Author: Hari Kunzru
Title: White Tears
Narrators: Lincoln Hoppe, Danny Campbell, Dominic Hoffman
Publication Info: Random House Audio (2017)
This novel is narrated by Seth, a young white man working as a studio engineer as a partner to Carter, a friend from art school who shares his love for music. Carter comes from a wealthy family and is a douchey bro who claims to only listen to Black music from the analog era because of its “realness.” Seth is the narrator but Kunzru leaks through that he’s also not the most admirable person.
As part of his work, Seth records ambient sounds around the city that are digitally edited into musical recordings. On one occasion, he records a man singing a blues song and on Carter’s prompting, Seth edits it to sound like a scratchy 78 from the Twenties and they release it as a lost blues song by a musician named Charlie Shaw. They are then contacted by a record collector who informs them that he last heard this recording in 1959 and that Charlie Shaw is real.

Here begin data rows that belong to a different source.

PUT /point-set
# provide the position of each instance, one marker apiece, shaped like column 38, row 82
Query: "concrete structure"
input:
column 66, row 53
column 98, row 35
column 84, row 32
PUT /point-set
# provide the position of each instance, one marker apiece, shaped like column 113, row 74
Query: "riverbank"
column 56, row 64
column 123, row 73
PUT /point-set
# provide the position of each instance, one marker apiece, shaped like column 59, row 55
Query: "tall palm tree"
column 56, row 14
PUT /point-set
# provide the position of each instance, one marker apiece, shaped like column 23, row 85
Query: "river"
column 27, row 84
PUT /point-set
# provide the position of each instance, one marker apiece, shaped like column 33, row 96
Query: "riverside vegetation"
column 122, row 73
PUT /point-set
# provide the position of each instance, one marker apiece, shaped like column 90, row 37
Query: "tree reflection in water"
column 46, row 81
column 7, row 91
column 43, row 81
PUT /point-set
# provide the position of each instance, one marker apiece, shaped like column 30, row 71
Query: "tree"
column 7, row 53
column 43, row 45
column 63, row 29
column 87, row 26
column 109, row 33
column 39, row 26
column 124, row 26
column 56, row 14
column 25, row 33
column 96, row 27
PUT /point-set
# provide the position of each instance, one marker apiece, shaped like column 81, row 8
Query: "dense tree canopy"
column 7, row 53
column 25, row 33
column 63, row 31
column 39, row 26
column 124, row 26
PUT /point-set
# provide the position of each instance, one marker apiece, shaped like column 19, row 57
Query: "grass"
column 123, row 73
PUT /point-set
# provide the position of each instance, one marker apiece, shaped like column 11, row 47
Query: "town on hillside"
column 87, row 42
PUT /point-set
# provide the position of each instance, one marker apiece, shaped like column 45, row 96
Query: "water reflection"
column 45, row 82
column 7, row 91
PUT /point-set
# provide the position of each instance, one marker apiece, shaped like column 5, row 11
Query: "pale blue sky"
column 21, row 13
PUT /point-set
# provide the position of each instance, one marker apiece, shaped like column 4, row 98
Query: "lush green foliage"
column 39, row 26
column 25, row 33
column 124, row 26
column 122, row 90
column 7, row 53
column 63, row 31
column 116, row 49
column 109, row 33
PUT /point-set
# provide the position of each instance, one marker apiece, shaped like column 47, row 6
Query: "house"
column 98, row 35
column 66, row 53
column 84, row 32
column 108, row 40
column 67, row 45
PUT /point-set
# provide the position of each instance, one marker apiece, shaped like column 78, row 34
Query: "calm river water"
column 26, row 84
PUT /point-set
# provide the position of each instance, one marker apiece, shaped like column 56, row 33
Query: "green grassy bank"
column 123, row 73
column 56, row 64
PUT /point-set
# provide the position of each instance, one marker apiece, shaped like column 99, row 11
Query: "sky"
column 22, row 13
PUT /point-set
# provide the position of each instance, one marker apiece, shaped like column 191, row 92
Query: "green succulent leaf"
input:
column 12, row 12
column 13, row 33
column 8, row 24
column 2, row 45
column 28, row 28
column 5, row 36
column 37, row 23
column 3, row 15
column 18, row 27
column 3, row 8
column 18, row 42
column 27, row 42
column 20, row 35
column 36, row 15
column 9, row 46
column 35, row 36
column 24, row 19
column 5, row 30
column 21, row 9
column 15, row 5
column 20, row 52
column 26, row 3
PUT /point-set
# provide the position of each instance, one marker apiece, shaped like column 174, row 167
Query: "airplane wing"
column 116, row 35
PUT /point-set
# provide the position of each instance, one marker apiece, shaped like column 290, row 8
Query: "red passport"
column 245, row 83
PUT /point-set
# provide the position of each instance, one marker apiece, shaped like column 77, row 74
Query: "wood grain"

This sets off the narrative in which Seth loses everything, possibly even his mind. It’s never clear if he’s beset by a phantasmagorical punishment for cultural appropriation or if it’s a story told by an unreliable narrator suffering mental illness. Seth’s narrative is interrupted by the record collector’s story (one in which he has a subservient relationship with a partner paralleling Seth and Carter) and Charlie Shaw himself. It’s a clever and creepy and gory and unsettling book, that’s nevertheless hard to stop reading.